Ölümünden sonra Oscar Wilde ile ilgili anılarını yazan Andre Gide, Kuzey Fransa’daki cenazesine gidemediği için üzgündür ama oradaki tabloyu şu sözlerle aktarır:

Oscar Wilde Beaux-Arts sokağındaki sefil bir otelde öldü. Cenazeye yedi kişi katıldı; üstelik hepsi mezarlığa kadar gitmedi. Tabutun üzerine konan çiçekler, çelenkler arasında sadece birinin üzerinde yazı varmış; otel sahibinin gönderdiği çelengin üzerinde şu sözler yazılıymış: KİRACIMA.”

Wilde’ın hazin sonu ve hayatı birçok yazara konu oldu. 

Gide ise onunla ilk karşılaşmalarından son görüşmelerine kadar Wilde’da gözlemlediği değişimi ve onun yazar kişiliğini en güzel özetleyen yazar oldu.

“DEHAMI HAYATINA HARCADIM”…

Wilde’ın ünlü, “Ben bütün dehamı hayatına harcadım; eserlerime sadece yeteneğimi harcadım” sözlerini aktaran Gide, onun için, “Büyük bir yazar değildi ama kelimenin tam anlamıyla büyük bir hayat adamıydı. Yunan filozofları gibi Wilde da bilgeliğini yazıya dökmez, konuşmasıyla ve hayatıyla aktarırdı; bilgeliğini tedbirsizce, insanların uçucu belleğine emanet ederdi, suyun üzerine yazar gibi.” yorumunu üzüntüyle aktarır.

Gide, hapse girmesinden önce Cezayir’de karşılaştığı Wilde’a, “Niçin daha iyi oyunlar yazmıyorsunuz?
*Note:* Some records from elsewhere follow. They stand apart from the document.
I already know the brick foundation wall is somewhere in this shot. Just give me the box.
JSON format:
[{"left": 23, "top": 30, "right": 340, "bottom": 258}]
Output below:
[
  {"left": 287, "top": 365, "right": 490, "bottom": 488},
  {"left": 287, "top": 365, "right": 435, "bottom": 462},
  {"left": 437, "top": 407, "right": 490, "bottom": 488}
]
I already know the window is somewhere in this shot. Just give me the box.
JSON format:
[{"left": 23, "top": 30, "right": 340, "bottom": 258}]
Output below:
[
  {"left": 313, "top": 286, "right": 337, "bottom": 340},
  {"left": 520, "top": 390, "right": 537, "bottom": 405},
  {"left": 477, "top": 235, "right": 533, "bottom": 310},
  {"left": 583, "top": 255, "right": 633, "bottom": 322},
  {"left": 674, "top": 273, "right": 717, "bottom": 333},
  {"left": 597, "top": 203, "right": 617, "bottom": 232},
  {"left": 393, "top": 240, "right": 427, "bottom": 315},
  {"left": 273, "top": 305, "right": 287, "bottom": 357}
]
En güzel düşüncelerinizi konuşurken tüketiyorsunuz, niçin yazmıyorsunuz?” sorusunu yöneltir. 

Wilde’in cevabı kişiliğini en güzel özetidir:

İDDİA ÜZERİNE “DORİAN GRAY’İN PORTRESİ” …

“Tabii, oyunlarım hiç iyi değil! Ama ne kadar eğlenceli şeyler, bir bilseniz! Hemen hepsi, bir bahis sonucu yazıldı. Dorian Gray de öyle; dostlarımdan biri asla roman yazamayacağımı iddia ettiği için birkaç günde yazdım onu. Yazmak o kadar canımı sıkıyor ki! Hayatımın en büyük dramı nedir, biliyor musunuz? Ben bütün dehamı hayatına harcadım; eserlerime sadece yeteneğimi harcadım.”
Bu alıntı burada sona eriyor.